United States Becomes Second Largest Spanish Speaking Country in the World

First Posted: Jun 29, 2015 04:09 PM EDT

The U.S. becomes the second-largest Spanish-speaking country in the world when taking into account bilingual speakers. (Photo : Todd Warshaw/Getty Images)

The United States stands right behind Mexico as the largest Spanish-speaking country in the world.

According to a new study published by Instituto Cervantes, the U.S. is home to 41 million native Spanish speakers and 11.6 million are also counted as bilingual.

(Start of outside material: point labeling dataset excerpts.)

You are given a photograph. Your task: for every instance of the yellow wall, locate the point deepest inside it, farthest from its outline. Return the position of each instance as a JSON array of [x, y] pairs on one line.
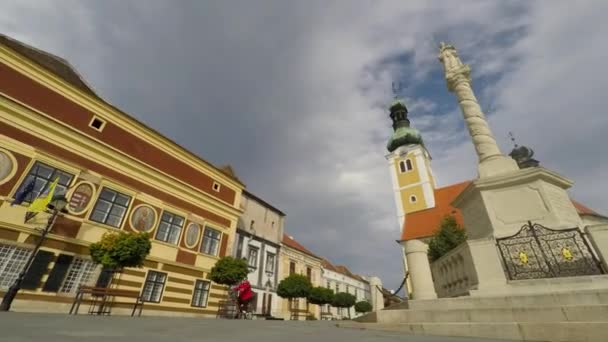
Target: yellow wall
[[407, 177], [178, 288], [420, 203]]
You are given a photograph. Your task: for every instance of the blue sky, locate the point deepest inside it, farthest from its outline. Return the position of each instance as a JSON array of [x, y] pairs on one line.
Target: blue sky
[[291, 94]]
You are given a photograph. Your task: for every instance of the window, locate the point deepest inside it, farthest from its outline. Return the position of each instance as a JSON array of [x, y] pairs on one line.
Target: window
[[111, 208], [12, 261], [169, 228], [97, 124], [408, 165], [211, 241], [80, 273], [43, 175], [252, 257], [239, 247], [270, 262], [292, 267], [200, 294], [153, 288], [402, 166]]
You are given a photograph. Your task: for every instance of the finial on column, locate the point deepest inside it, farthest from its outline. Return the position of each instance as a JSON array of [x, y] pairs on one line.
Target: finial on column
[[513, 139]]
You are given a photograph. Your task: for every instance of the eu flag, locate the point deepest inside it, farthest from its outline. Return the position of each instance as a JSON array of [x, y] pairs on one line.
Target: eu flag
[[22, 195]]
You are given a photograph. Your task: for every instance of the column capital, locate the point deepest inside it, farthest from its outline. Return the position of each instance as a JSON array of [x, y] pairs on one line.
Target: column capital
[[455, 76], [415, 246]]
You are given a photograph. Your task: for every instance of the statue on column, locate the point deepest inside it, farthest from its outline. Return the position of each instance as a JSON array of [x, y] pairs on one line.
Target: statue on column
[[449, 57]]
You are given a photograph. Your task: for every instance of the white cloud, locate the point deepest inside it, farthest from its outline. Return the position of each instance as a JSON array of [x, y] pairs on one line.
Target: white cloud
[[290, 94]]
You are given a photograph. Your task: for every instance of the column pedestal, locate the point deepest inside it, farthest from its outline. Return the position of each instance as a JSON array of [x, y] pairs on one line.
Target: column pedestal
[[420, 270]]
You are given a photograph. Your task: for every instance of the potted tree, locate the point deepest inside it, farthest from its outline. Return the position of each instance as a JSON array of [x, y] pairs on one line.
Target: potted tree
[[292, 288], [115, 251], [321, 296], [363, 307], [344, 300], [228, 271]]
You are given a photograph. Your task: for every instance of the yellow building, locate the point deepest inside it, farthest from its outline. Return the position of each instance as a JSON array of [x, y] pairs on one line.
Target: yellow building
[[118, 175], [295, 258]]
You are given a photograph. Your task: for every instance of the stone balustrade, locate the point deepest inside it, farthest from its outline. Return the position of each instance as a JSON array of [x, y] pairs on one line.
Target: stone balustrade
[[453, 273]]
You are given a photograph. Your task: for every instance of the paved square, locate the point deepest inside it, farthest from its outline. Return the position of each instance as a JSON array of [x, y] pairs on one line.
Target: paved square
[[24, 327]]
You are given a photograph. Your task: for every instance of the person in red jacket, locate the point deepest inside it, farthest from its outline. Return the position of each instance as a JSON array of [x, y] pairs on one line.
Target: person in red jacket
[[245, 295]]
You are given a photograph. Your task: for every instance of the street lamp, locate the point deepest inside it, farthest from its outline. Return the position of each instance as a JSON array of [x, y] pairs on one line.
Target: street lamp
[[56, 206]]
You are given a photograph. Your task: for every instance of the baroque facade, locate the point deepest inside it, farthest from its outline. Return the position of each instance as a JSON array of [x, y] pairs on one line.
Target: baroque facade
[[258, 239], [118, 175]]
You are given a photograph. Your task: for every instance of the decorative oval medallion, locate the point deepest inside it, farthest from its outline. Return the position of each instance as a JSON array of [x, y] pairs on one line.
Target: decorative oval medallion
[[192, 234], [81, 198], [7, 166], [143, 218]]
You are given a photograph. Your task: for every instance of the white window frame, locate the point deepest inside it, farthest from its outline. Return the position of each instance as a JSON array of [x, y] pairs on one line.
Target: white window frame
[[12, 261], [172, 227], [253, 261], [112, 204], [85, 271], [218, 241], [154, 283], [203, 292]]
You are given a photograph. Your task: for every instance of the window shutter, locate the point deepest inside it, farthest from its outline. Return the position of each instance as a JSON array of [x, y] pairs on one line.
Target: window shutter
[[224, 245], [55, 279], [37, 270]]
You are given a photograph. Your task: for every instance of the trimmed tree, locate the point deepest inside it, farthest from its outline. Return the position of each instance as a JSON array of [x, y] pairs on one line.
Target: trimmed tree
[[320, 296], [448, 236], [294, 286], [229, 271], [115, 251], [344, 300], [363, 307]]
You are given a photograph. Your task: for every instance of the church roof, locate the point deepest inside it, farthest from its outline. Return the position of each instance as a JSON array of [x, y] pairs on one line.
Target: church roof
[[423, 223]]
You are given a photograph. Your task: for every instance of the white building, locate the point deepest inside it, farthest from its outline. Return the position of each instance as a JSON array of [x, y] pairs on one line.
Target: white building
[[340, 279], [258, 239]]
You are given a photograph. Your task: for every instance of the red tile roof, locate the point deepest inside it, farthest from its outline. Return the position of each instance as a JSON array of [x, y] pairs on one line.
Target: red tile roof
[[424, 223], [290, 242]]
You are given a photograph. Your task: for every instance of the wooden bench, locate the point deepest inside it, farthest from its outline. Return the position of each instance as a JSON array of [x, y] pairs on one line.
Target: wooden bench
[[327, 316], [101, 300]]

The new data places the U.S. above Colombia, which has 48 million, and Spain, which can claim 46 million Spanish speakers.

Mexico still leads the pack with 121 million Spanish speakers.

As reported in The Guardian, The Instituto Cervantes, a worldwide non-profit organization created by the Spanish government in 1991 to promote the Spanish language, offers educational courses and last year boasted more than 200,000 students registered.

The organization cites a U.S. Census Office report which estimates that the U.S. will have 138 million Spanish speakers by the year 2050. The highest concentration of Spanish speakers hail from New Mexico, California, Texas and Arizona.

So whatever an unorthodox politician such as Donald Trump wants to say about Mexico, or however much a right-wing talk show host like Michael Savage would like to stress a policy of “borders, language, and culture,” the political reality is that unless hopeful candidates are comfortable speaking Spanish they might soon find themselves at a serious disadvantage.

According to Rice University political scientist Mark Jones, a candidate’s ability to speak Spanish gives the aspirant a definite edge with Latino voters no matter what the political affiliation. Speaking to the Texas Tribune in 2013, Jones said, “Any Hispanic politician that doesn’t have that skill set is disadvantaged, in part, because they don’t have the ability to connect in the same way with a key segment of the voting public.”

For U.S. politicians being able to speak Spanish may be common sense. “If you interact in Spanish with Spanish speakers, you have a much richer and more contemplated understanding of issues important to those people,” said Jones.